A spatially resolved single-cell lung atlas integrated with clinical and blood signatures distinguishes COVID-19 disease trajectories

Abstract

COVID-19 is characterized by a broad range of symptoms and disease trajectories. Understanding the correlation between clinical biomarkers and lung pathology during acute COVID-19 is necessary to understand its diverse pathogenesis and inform more effective treatments.

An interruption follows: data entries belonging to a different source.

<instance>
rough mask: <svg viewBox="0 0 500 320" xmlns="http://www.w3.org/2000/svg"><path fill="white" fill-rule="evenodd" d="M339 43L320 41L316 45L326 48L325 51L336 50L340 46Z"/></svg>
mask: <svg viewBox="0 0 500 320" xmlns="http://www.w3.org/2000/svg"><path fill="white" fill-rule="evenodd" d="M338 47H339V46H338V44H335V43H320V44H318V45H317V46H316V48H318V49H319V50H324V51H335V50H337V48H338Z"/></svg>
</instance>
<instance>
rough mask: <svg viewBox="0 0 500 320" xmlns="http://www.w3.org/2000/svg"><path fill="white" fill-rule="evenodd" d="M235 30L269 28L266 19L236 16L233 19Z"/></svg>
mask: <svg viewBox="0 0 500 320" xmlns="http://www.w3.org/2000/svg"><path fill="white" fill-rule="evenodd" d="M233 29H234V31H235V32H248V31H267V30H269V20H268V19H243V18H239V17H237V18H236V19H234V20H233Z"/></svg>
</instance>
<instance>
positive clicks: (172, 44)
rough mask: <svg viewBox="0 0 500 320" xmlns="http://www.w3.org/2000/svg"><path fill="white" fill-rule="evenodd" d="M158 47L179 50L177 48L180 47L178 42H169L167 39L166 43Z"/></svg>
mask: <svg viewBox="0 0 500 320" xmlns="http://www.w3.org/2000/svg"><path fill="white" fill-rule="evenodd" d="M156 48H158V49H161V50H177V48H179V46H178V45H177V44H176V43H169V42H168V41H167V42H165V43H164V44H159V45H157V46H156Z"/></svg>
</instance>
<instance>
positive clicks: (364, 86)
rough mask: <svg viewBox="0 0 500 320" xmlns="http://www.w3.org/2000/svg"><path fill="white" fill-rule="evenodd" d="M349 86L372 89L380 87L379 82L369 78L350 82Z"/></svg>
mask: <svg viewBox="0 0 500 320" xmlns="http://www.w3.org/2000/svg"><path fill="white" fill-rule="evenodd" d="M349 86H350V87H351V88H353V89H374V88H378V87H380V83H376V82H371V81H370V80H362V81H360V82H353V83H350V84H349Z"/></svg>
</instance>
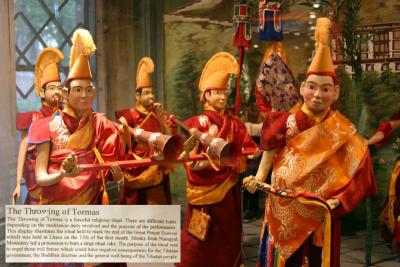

Here, we present an integrated analysis of longitudinal clinical parameters, peripheral blood markers, and lung pathology in 142 Brazilian patients hospitalized with COVID-19. We identified core clinical and peripheral blood signatures differentiating disease progression between patients who recovered from severe disease compared with those who succumbed to the disease. Signatures were heterogeneous among fatal cases yet clustered into two patient groups: "early death" (<15 days until death) and "late death" (>15 days). Progression to early death was characterized systemically and in lung histopathological samples by rapid endothelial and myeloid activation and the presence of thrombi associated with SARS-CoV-2⁺ macrophages. In contrast, progression to late death was associated with fibrosis, apoptosis, and SARS-CoV-2⁺ epithelial cells in postmortem lung tissue. In late death cases, cytotoxicity, interferon, and T helper 17 (T_H17) signatures were only detectable in the peripheral blood after 2 weeks of hospitalization. Progression to recovery was associated with higher lymphocyte counts, T_H2 responses, and anti-inflammatory-mediated responses. By integrating antemortem longitudinal blood signatures and spatial single-cell lung signatures from postmortem lung samples, we defined clinical parameters that could be used to help predict COVID-19 outcomes.